Counting Reads with featureCounts

Bioinformatics

featurecounts

htseq

gene-counts

Assigning reads to genes or genomic features from a BAM file

Published

April 17, 2026

Introduction

After alignment, reads must be summarised into per-gene (or per-feature) counts for differential expression analysis. featureCounts (in Rsubread) and HTSeq are the standard tools.

Prerequisites

BAM files, genome annotation (GTF).

Theory

Each read is assigned to a feature (gene, exon) it overlaps. Key settings:

Strand-specificity: strandSpecific = 0 | 1 | 2 (unstranded / stranded / reverse-stranded).
Multi-mappers: usually counted once or distributed.
Primary-only: recommended.
Fractional vs. integer counting.

Assumptions

Matching annotation to genome reference.

R Implementation

library(Rsubread)

# Build counts from BAM + GTF
# counts <- featureCounts(files = c("s1.bam", "s2.bam"),
#                         annot.ext = "annotation.gtf",
#                         isGTFAnnotationFile = TRUE,
#                         GTF.featureType = "exon",
#                         GTF.attrType = "gene_id",
#                         strandSpecific = 2,
#                         isPairedEnd = TRUE)

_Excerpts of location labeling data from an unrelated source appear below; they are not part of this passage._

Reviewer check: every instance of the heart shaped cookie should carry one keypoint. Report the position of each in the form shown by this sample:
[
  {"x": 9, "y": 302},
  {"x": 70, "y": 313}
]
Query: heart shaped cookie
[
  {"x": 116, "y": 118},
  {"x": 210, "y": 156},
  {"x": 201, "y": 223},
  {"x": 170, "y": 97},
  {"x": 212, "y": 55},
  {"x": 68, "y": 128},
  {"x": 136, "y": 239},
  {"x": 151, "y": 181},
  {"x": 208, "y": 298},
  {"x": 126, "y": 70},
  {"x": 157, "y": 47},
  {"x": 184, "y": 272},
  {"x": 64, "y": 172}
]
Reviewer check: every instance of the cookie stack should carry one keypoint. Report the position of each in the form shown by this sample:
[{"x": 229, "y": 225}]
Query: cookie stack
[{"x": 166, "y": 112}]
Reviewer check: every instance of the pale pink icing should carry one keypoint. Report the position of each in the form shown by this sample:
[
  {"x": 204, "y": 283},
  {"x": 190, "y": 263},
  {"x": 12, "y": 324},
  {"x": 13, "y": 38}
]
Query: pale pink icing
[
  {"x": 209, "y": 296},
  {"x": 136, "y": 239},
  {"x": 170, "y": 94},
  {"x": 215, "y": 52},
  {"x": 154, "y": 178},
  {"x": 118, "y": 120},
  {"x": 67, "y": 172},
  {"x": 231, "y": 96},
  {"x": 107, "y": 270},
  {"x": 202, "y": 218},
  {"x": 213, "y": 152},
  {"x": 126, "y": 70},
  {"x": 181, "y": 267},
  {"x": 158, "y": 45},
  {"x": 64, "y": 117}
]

# counts$counts: gene x sample matrix

Output & Results

Gene-by-sample counts matrix + feature lengths + summary of assigned vs ambiguous reads.

Interpretation

“featureCounts assigned 82 % of reads to genes; 8 % were ambiguous (multi-gene overlap) and 10 % were unmapped to features.”

Practical Tips

Report assignment statistics; low assignment rates flag alignment or annotation issues.
Strand-specificity must match library prep protocol; wrong setting halves counts.
Use primaryOnly = TRUE for ChIP / ATAC-seq.
For transcript-level counts, use pseudoalignment tools.
SummarizedExperiment objects bundle counts + metadata cleanly.